We all know heading one of the larger school districts in the nation is a difficult job.  The stakes are high.  Turnover is frequent.  Districts churn through leaders, with many top districts recycling many of the same leaders again and again.  So how does one protect the gains in such districts, while preventing the brain drain that comes with turnover and current upward mobility?  And more importantly, what are groups like the Council of Great City Schools and AASA doing to ensure that incoming superintendents — in both our most urban and most rural districts — have the professional development tools, support, and guidance necessary to keep improvements moving forward and bringing about the sort of change that so many communities are crying out for?
Maybe Duncan is already thinking of that, and is going to adopt a superintendent-in-residence program at ED to help ensure that school administrators have the access to best practice that we are constantly trying to deliver to both principals and teachers.  Or maybe we figure that urban districts always manage to figure it out, and between CGCS and the Broad Foundation, we’ll keep those top jobs staffed, so no need to worry.

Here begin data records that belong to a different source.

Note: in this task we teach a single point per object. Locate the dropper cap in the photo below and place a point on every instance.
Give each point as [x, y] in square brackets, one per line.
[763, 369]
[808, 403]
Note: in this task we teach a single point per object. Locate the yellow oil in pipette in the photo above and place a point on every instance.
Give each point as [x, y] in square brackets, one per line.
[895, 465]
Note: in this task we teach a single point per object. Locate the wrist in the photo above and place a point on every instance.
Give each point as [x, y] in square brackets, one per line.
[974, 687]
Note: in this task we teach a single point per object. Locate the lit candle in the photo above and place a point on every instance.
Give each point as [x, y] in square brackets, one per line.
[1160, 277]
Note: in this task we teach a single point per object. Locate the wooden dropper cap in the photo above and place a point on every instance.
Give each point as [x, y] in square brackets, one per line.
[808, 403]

And while we’re off the topic, allow me this little rant.  By now, many have seen the screaming Internet messages warning that all of the top jobs at ED are going to go to educational innovators and free thinkers, and not those with distinct classroom pedagogical training or instructional experience.  I don’t want to address such rumors here because I don’t think they are worth the electronic ink.  And anyway, Sherman Dorn does a far better job discussing the silly fears than I ever could —  But I do want to address the larger issue.   What ED needs now, what ED always needs, is a team that is committed to school improvement and is committed to the child.  That commitment takes many forms.  We see it in classroom and district educators.  We see it in education researchers who have committed themselves to spotlighting best practice.  And we see it in innovators, idea-makers, and policy minds who look for new ways to solve the problems that ail our schools.  Before we condemn picks for jobs at ED, we should let President-elect Obama and EdSec in-waiting Duncan actually make the picks.  There may just be a method to their madness.  And we may be surprised how the individuals, the personalities, and the backgrounds selected complement each other and form a wide net of experience and action designed to real school improvement.  At the end of the day, we have to believe that Obama and Duncan (and their surrogates) are seeking to improve public education through ED, and not harm it.  So let’s let them give it a try.
I’ll step down from the soapbox and relinquish the rostrum.  More questions than I have answers today, I’m afraid.  But sometimes such questions result in really interesting answers and insights down the road.